2013 has been a painful year for China's coal industry. According to a report from the China Coal Transport and Distribution Association, as many as 26 large-scale coal enterprises have seen profit losses totaling nearly 5 billion yuan (roughly $800 million), while 16 provinces reported declines in output. No corner of the industry has been spared the effects of the country's ongoing economic slowdown, which has sent domestic coal prices tumbling anywhere from 45 to 90 yuan per ton since 2012, but China's smaller coal operators have been the hardest hit.

Indeed, the coal association's report reflects the mounting pressures faced by small-scale coal producers in a market marred by lagging demand, falling coal prices at home and abroad, and increasingly restricted access to credit for all but the most well-connected state-owned enterprises. Yet this development could help Beijing, which has long tried to consolidate China's disparate coal producers. For Beijing, industrial consolidation serves a variety of deeper political imperatives. It rationalizes and stabilizes national coal output; it enhances economic interdependencies between regions; and it strengthens the central government's position vis-a-vis local governments in traditional coal mining regions.

Market Forces

From its inception through the early years of Mao Zedong's rule, China's coal industry was concentrated in just a few provinces, where a handful of major state-owned mines accounted for most of the country's coal output. But after Deng Xiaoping took power in 1978, it became clear that centering the coal industry primarily on the state would not sufficiently meet the demands of China's ballooning "Reform and Opening" economy.

This realization gave rise to thousands of small-scale coal operations. Production increased accordingly, but it did so at the expense of central coordination and oversight. Thus, after 1985, small-scale miners with ties to the government replaced the larger conglomerates as the dominant coal producers in the country. In the late 1990s, China's leaders, concerned that a fragmented coal industry would empower local governments, began to rein in small-scale miners under the aegis of the state.

But Beijing's consolidation efforts have largely been unsuccessful. Despite the rise of integrated coal conglomerates such as the Shenhua Group, through which Beijing hopes to concentrate its own indirect control of domestic coal production and distribution, China's coal industry remained highly fragmented throughout the 2000s. As late as 2009, small-scale "township and village" mines accounted for almost 30 percent of Chinese national output — nearly equivalent to total annual production by the world's second-largest supplier, the United States.

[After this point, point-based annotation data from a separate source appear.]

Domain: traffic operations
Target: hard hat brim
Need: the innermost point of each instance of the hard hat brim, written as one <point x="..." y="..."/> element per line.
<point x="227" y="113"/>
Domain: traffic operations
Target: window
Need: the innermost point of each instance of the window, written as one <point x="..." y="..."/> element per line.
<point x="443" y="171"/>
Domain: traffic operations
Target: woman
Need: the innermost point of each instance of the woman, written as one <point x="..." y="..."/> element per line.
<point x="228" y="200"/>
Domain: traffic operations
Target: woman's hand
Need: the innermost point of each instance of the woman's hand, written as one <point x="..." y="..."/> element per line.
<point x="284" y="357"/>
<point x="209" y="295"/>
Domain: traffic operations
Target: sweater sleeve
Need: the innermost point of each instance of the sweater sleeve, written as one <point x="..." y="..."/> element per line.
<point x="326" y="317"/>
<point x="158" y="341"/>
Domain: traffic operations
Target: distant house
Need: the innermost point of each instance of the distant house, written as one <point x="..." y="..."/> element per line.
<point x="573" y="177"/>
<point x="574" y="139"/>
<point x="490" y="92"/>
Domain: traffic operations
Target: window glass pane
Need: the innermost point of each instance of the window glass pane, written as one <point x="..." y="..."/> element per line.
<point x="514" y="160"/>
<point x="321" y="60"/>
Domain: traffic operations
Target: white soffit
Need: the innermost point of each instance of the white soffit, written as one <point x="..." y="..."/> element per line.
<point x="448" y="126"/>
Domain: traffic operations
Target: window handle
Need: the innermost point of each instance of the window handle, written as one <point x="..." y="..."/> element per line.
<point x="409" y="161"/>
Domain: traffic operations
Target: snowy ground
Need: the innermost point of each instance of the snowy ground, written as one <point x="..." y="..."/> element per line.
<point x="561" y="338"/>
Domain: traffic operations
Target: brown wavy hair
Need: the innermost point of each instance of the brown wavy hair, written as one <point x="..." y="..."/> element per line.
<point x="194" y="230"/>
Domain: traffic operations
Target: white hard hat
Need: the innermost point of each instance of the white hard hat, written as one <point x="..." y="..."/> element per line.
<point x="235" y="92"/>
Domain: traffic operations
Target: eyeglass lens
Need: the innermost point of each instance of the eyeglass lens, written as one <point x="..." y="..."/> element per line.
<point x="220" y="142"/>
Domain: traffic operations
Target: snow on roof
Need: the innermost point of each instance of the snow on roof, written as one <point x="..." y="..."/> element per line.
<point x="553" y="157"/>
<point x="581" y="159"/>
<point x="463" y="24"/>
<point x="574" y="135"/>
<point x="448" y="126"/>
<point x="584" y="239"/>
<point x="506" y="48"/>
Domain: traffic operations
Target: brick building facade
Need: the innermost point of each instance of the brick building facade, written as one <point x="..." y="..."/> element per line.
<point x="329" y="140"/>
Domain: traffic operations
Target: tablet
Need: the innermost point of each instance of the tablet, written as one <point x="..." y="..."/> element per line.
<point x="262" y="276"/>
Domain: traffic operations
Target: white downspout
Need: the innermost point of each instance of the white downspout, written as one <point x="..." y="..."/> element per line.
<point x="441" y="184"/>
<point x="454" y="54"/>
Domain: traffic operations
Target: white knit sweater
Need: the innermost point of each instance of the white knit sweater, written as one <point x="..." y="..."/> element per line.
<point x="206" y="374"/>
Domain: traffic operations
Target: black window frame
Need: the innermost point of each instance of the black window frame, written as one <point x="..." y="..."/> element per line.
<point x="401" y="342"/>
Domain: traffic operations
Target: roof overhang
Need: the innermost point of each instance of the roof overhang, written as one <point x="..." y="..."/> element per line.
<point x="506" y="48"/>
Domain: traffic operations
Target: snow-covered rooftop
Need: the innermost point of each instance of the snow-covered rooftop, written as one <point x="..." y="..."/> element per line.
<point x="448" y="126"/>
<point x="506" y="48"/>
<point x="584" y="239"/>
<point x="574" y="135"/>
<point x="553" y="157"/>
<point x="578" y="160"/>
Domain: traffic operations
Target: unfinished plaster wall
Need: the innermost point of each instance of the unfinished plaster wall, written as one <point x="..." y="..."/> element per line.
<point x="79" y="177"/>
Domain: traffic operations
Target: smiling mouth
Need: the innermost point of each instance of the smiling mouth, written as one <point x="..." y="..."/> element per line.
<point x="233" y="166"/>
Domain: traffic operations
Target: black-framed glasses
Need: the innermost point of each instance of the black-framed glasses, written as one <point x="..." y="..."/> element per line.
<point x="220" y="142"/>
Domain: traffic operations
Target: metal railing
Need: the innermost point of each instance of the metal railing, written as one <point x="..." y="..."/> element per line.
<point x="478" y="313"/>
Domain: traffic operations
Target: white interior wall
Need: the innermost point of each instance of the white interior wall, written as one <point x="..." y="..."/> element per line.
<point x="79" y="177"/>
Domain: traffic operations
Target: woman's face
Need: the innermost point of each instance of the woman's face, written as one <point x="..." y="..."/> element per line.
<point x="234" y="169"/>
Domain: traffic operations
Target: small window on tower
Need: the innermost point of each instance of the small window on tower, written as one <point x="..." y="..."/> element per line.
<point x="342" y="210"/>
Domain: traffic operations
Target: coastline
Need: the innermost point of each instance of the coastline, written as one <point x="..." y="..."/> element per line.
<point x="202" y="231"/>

As long as coal demand and prices were high, as they were for most of the 2000s, efforts to weed out inefficiencies and redundancies through government-mandated consolidation went largely unheeded. Local governments had a strong incentive to keep small-scale local mines operating — they generated revenue and kept employment high. Central government crackdowns on legal and illegal township and village mines and their illegal counterparts often reproduced and aggravated the problems they tried to solve, leading to even more illegal mines with even worse working conditions and generating more waste and overcapacity.

Now, with China's economy entering a period of chronically slower growth (and, by extension, slower growth in demand for the resources and raw materials that power its industrial sector), the central government's push to consolidate key industries appears to be gaining new traction. While falling prices have forced virtually all coal producers to cut back on production this year, by far the steepest declines in output have come from China's smaller, privately owned mines. Between January and May, smaller private mines' output fell 13.9 percent from the same period in 2012, compared to a modest 1.1 percent growth in output from large state-owned coal enterprises.

Several factors could have contributed to falling output from small-scale producers earlier this year. These factors include long-term issues, such as steadily depleting coal reserves in traditional mining provinces like Henan and Shandong, where township and village mines are most prevalent; ongoing central and provincial government crackdowns on non-state and illegal mines; and recent efforts by Beijing to curb the flow of informal, or "shadow," credit to riskier private enterprises. But underlying these is the simpler fact that market forces, which for much of the last decade militated against Beijing's consolidation efforts by sustaining local markets for profit-driven private producers, are making it harder than ever for miners without government life support to survive.

Temporary Disruptions

Declining coal demand and prices will continue to aid Beijing's industrial consolidation drive by eliminating increasingly unprofitable private coal enterprises and forcing those that survive to amalgamate or be subsumed under state-controlled entities. But consolidation is a long-term process. Even if China's top producers were to rapidly increase output in the second half of the year to compensate for the private sector's shortfalls, their contribution to national output would not likely exceed 45 percent (at the end of 2012, the top 10 state-owned coal enterprises accounted for 36 percent of total Chinese production). In the meantime, continued economic slowdown and falling coal prices create ample room for even larger declines in private mines' output and, in turn, temporary but sharp domestic supply disruptions.

In the first half of 2013, Chinese coal consumption growth slowed; it grew by only 1.8 percent. Even if consumption growth slows further throughout 2013-2014, China would remain by far the world's largest coal consumer. And as seen after 2009, when China suddenly transformed from a net exporter of coal to the world's largest coal importer, any fluctuation in China's domestic supply and demand balance can have enormous repercussions for international coal markets.